Is concern for octogenarians who have total knee arthroplasty (TKA) in an outpatient setting justified? Citing a rise in such surgeries, and given the paucity of data on this, a multicenter team took a look at the risk of complications and readmissions following outpatient TKA in patients ≥80 years old.

The study, “Same-Day Discharge Total Knee Arthroplasty in Octogenarians,” appears in the August 17, 2022, edition of The Journal of Arthroplasty.

“Given the potential benefits of outpatient TKA including lower healthcare costs and higher patient satisfaction, we are continuing to work to refine appropriate patient selection,” Nathan Varady, M.D., M.B.A., co-author and orthopedic resident at Hospital for Special Surgery in New York, told OTW. “The need for this has been only furthered by the COVID-19 pandemic and the associated need to minimize inpatient resource utilization as well as potential inpatient exposure to the virus.”

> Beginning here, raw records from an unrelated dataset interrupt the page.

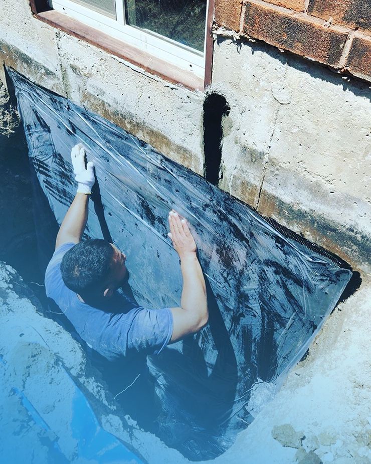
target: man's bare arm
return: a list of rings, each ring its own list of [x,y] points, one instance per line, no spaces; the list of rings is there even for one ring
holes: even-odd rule
[[[196,244],[187,223],[172,211],[169,215],[169,236],[180,258],[183,277],[181,307],[171,308],[173,342],[205,327],[209,312],[204,274],[197,257]]]
[[[64,243],[78,243],[88,221],[89,196],[77,193],[62,223],[56,241],[56,249]]]
[[[88,163],[85,167],[85,150],[82,145],[74,146],[71,158],[79,185],[57,235],[56,249],[64,243],[78,243],[81,241],[88,221],[89,197],[95,181],[93,163]]]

Using data from the National Surgical Quality Improvement Program database (2011 to 2019), the researchers matched patients ≥80 years undergoing inpatient TKA to patients ≥80 years old having outpatient TKA. Patients were matched on age, sex, race, body mass index, American Society of Anesthesiologists classification, functional status, smoking status, anesthetic type, and comorbidities. Each group had 709 patients; 30-day complications, readmissions, reoperations, and mortality were analyzed.

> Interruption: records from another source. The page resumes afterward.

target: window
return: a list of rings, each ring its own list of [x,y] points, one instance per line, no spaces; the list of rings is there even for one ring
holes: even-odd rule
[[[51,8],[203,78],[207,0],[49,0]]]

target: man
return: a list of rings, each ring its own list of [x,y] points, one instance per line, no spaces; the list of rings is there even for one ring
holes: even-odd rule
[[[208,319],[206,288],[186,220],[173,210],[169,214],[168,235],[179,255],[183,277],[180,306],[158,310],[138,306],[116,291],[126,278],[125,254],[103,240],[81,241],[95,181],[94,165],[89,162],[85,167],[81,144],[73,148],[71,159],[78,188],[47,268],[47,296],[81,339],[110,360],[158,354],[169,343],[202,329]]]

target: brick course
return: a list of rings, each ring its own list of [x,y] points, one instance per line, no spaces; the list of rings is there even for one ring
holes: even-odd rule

Dr. Varady and his colleagues found that 30-day readmission rates were the same between those who had outpatient and inpatient surgery (3.5% vs. 3.5%). It was the same with major complications (2.7 vs. 2.0%), reoperations (1.3 vs. 0.8%, or mortalities (0.3 vs. 0.3%) within 30 days.

“The most important result,” said Dr. Varady to OTW, “was that readmission rates were essentially identical between octogenarian patients who underwent outpatient TKA compared to their matched inpatient TKA counterparts. That is not to say outpatient TKA is the correct option for all octogenarians—it certainly is not. Rather, these findings suggest that it does not need to be contraindicated for all octogenarians; there are certain, carefully selected octogenarians for whom outpatient TKA is likely a good option.”

“Many institutional protocols for outpatient TKA currently list age ≥80 years as a contraindication to outpatient TKA. In our experience, this rule is often applied even in the absence of an institutional requirement. The current study suggests that these rules may be softened; outpatient TKA does not need to be uniformly contraindicated in all octogenarians.”